| name | tuning-incremental-sync-config |
| description | Change the sync configuration of an existing data warehouse schema — switch sync_type, pick a different incremental_field, set primary_key_columns, choose cdc_table_mode, or change sync_frequency. Use when the user asks "switch my orders table from full refresh to incremental", "this table is syncing too slowly / too frequently", "I need to pick a different incremental column", "set up CDC for this Postgres table", or when diagnosis of a failing sync pointed to an incremental-field or PK misconfiguration.
|
Tuning incremental sync config
A sync's configuration lives on the ExternalDataSchema and can be changed any time via
external-data-schemas-partial-update. Most changes are non-destructive (take effect on the next sync), but a few
(switching sync_type, changing primary keys) require careful handling to avoid corrupting the synced data.
When to use this skill
- The user wants to change how an already-connected table is synced
- A diagnosis flagged the incremental field or primary key as wrong
- The table is syncing too often / not often enough
- Switching an incremental table to CDC (or vice versa)

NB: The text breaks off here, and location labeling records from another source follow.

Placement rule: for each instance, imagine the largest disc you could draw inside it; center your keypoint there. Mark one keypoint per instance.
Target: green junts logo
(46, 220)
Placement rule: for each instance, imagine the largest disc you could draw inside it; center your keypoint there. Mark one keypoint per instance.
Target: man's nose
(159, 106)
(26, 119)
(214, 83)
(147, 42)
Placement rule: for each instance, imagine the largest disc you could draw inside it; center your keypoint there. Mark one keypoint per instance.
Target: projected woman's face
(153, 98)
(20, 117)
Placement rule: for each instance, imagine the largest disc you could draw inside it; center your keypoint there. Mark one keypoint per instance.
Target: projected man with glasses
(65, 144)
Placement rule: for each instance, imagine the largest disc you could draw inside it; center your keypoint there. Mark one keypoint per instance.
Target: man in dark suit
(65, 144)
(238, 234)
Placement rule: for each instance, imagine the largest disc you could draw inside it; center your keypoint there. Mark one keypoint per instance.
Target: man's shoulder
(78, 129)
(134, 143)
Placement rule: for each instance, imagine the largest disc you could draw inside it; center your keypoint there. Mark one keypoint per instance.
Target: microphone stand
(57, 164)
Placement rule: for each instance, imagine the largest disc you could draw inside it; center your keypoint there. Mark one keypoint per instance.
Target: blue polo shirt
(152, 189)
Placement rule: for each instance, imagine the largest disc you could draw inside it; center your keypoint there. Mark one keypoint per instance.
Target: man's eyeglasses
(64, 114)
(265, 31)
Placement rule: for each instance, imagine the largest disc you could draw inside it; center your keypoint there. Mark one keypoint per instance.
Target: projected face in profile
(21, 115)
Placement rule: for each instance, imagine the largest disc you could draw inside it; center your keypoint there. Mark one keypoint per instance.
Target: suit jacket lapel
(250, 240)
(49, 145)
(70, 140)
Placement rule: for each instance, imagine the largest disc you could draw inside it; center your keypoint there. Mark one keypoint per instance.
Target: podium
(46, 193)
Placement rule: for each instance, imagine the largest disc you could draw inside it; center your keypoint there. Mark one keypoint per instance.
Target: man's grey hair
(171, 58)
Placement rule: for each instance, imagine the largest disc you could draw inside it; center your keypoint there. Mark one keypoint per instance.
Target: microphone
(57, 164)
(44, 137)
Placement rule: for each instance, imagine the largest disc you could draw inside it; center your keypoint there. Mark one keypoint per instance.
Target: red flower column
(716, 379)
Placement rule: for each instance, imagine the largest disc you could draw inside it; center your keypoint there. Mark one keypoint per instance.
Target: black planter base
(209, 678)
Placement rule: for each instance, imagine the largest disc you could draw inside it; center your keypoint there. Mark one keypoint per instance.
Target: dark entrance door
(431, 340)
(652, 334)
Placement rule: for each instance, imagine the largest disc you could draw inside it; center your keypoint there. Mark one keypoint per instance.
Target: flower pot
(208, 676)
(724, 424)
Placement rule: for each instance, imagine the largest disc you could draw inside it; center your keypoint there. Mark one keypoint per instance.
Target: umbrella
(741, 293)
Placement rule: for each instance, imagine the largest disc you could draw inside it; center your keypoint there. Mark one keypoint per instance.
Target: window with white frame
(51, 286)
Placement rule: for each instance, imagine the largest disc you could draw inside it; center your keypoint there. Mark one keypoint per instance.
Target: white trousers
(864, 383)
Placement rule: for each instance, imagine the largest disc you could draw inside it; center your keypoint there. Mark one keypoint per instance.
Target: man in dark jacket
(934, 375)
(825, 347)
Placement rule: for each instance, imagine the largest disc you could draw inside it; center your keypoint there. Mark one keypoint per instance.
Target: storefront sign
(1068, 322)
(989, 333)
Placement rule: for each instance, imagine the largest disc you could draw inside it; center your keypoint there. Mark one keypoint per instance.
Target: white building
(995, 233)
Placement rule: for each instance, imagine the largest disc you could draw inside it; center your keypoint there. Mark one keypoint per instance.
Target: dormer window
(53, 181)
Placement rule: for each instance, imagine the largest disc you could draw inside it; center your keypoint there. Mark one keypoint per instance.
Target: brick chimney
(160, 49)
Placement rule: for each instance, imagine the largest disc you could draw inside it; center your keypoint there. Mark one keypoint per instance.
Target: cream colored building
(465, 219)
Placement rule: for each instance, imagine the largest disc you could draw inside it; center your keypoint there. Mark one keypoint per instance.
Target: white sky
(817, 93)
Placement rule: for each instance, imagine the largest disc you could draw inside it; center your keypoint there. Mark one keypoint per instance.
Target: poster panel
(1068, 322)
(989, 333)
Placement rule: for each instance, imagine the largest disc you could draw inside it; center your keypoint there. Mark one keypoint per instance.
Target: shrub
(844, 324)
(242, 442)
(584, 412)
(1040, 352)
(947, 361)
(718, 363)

- The source table was changed on the other side (new columns, dropped columns) and the sync config needs to catch up
If the user is setting up a brand-new source, use setting-up-a-data-warehouse-source instead — configuration is
chosen at creation time there.
Available tools
| Tool | Purpose |
|---|
external-data-schemas-retrieve | Current sync_type, incremental_field, PKs, sync_frequency |
external-data-schemas-incremental-fields-create | Refresh candidate incremental fields from the live source |
external-data-schemas-partial-update | Apply the config change |
external-data-schemas-reload | Trigger a sync with the new config |
external-data-schemas-resync | Wipe and re-import from scratch when the change invalidates existing data |
external-data-schemas-delete-data | Drop the synced table while keeping the schema entry |
external-data-sources-check-cdc-prerequisites-create | Pre-flight Postgres CDC (only when switching to/from CDC) |
external-data-sources-webhook-info-retrieve | Current webhook state (when switching to/from sync_type=webhook) |
external-data-sources-create-webhook-create | Register a webhook after switching a schema to sync_type=webhook |
external-data-sources-update-webhook-inputs-create | Rotate a webhook signing secret |
external-data-sources-delete-webhook-create | Unregister webhook when switching schemas off sync_type=webhook |
The fields you can tune
From the partial-update endpoint:
| Field | Values | Notes |
|---|
sync_type | full_refresh, incremental, append, cdc, webhook | Source must support the target type — check via incremental-fields |
incremental_field | Column name from the source | Must appear in incremental_fields list for the schema |
incremental_field_type | datetime, date, timestamp, integer, numeric, objectid | Must match the column's real type |
primary_key_columns | Array of column names | Required for CDC. Used for upsert dedup on incremental |
cdc_table_mode | consolidated, cdc_only, both | Only meaningful when sync_type=cdc |
sync_frequency | 1min, 5min, 15min, 30min, 1hour, 6hour, 12hour, 24hour, 7day, 30day, never | Applies to all non-CDC types |
sync_time_of_day | HH:MM:SS | When sync_frequency is daily/weekly-scale |
should_sync | true / false | Pause the schema without deleting it |
Workflow
Step 1 — Read the current config
Always start with external-data-schemas-retrieve({id}). Understanding the current state prevents mistakes like
"fixing" an incremental_field that's actually correct.
Note:
- Current
sync_type, incremental_field, incremental_field_type, primary_key_columns
- Current
status (don't tune a schema that's currently Running — wait or cancel first)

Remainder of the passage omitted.